De même que la musique mêle les âges et les époques, de Beethoven (p.149) à Schumann (p.29), de Dvorak (p.46) à Betsy Jolas (p.51), en passant par Mario Castelnuovo-Tedesco, cet inconnu (p.39), elle mêle aussi allègrement les nationalités. Qui connaissait la vivante et passionnante école turque de piano (p.85) ?
L’année écoulée a vu se dérouler de nombreux événements. Faisant suite aux grands chambardements venus de l’Est et à la puissance montante du Japon, on assiste à une grande redistribution des cartes dans l’industrie du piano. Bernard Désormières aide les acheteurs à s’y retrouver (p.125).
Pianos neufs, pianos anciens. Les vieux aussi ont, là aussi, leur chance ! Car un piano ancien, ce n’est pas seulement une antiquité décorative que l’on pose au coin d’un salon. Il a encore sa vie, sa personnalité, sa sonorité propre, souvent très recherchée. Mais attention à bien acheter (p.141) !
Impossible, cette année de détailler notre sommaire. Il est trop riche. Signalons toutefois nos nouvelles rubriques. Professeurs (p.113), Amateurs (p.102), et la rubrique très pratique : Comment travailler tout seul (p.113). Outre les nouveaux pianos et partitions, voici les disques et livres de l’année (p.163). Cadeau ! Un beau livre sur l’histoire et la fabrication des pianos vous est offert par Schimmel (p.162).

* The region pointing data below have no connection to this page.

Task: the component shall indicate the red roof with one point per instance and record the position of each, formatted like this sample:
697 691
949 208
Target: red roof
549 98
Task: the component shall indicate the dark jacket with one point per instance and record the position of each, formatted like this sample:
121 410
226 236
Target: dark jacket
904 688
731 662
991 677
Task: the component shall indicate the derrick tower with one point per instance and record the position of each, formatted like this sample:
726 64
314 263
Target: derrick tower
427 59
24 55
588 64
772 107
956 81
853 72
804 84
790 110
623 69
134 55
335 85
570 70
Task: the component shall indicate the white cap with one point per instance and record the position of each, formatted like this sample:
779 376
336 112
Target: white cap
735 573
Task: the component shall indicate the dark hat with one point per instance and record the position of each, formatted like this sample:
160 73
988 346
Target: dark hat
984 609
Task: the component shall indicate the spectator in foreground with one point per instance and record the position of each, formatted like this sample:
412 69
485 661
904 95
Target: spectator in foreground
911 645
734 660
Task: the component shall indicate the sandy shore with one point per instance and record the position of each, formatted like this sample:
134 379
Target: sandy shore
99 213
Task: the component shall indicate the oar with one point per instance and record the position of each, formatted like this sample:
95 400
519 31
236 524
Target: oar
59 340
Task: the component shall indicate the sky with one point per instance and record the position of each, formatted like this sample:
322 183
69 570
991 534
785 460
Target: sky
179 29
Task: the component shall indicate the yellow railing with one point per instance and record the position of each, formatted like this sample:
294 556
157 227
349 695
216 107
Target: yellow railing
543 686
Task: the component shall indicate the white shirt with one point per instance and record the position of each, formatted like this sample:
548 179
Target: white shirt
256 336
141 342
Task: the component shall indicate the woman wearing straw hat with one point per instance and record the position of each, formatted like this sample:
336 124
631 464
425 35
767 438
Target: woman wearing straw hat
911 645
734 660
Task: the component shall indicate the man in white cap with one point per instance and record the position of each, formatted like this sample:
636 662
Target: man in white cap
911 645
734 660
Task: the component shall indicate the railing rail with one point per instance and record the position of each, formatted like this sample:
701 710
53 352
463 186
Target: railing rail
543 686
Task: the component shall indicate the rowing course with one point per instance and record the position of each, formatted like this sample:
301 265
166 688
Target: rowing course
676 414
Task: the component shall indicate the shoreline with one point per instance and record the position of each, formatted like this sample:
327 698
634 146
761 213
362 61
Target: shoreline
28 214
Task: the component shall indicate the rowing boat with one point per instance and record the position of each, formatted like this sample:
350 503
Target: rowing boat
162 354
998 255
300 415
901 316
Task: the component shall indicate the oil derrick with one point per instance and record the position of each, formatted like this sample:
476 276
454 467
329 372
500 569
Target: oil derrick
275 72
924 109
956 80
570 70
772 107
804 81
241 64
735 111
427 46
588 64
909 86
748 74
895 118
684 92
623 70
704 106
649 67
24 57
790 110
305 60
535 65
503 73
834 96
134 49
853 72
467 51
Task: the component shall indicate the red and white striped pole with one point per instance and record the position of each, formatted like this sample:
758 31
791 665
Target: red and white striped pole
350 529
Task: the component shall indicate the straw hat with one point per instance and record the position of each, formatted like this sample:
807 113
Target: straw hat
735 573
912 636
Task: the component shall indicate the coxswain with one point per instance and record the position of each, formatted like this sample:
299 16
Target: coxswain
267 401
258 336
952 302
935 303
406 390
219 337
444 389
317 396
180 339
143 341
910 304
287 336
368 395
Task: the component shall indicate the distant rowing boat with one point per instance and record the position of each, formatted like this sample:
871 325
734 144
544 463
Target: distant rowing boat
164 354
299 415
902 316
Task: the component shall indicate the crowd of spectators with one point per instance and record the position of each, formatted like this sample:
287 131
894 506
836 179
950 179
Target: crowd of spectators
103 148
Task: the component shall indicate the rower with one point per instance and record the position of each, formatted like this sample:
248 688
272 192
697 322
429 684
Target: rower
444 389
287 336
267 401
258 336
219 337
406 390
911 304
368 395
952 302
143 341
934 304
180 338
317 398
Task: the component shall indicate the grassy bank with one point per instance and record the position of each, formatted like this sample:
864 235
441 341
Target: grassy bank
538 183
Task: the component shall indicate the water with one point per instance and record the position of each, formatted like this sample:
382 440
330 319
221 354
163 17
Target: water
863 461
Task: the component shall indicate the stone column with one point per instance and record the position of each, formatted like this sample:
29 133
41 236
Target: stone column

A ses débuts, en 1986, la revue PIANO ressemblait à un vaillant petit piano droit, avec ses quelque soixante pages. Robuste, un peu fruste, il nous a permis de faire nos gammes et de vérifier l’intérêt que pourrait y porter un premier auditoire. Cet intérêt a été réel. Au fil des ans, la publication a pris de l’ampleur, notre sonorité s’est enrichie, les doigtés se sont améliorés. Nous vous présentons cette année, non sans quelque fierté, ce que l’on pourrait appeler notre PIANO… de concert : plus de 150 pages et plus de 500 g ! — avec un contenu de plus en plus complet et dense qui tente d’aborder tous les aspects de ce monde immense.
Mais un piano, même de concert, n’est jamais terminé (p.147). Il faut l’entretenir, le préparer. En avant, donc, pour un prochain numéro, avec l’aide, toujours précieuse, de vos suggestions et de vos conseils.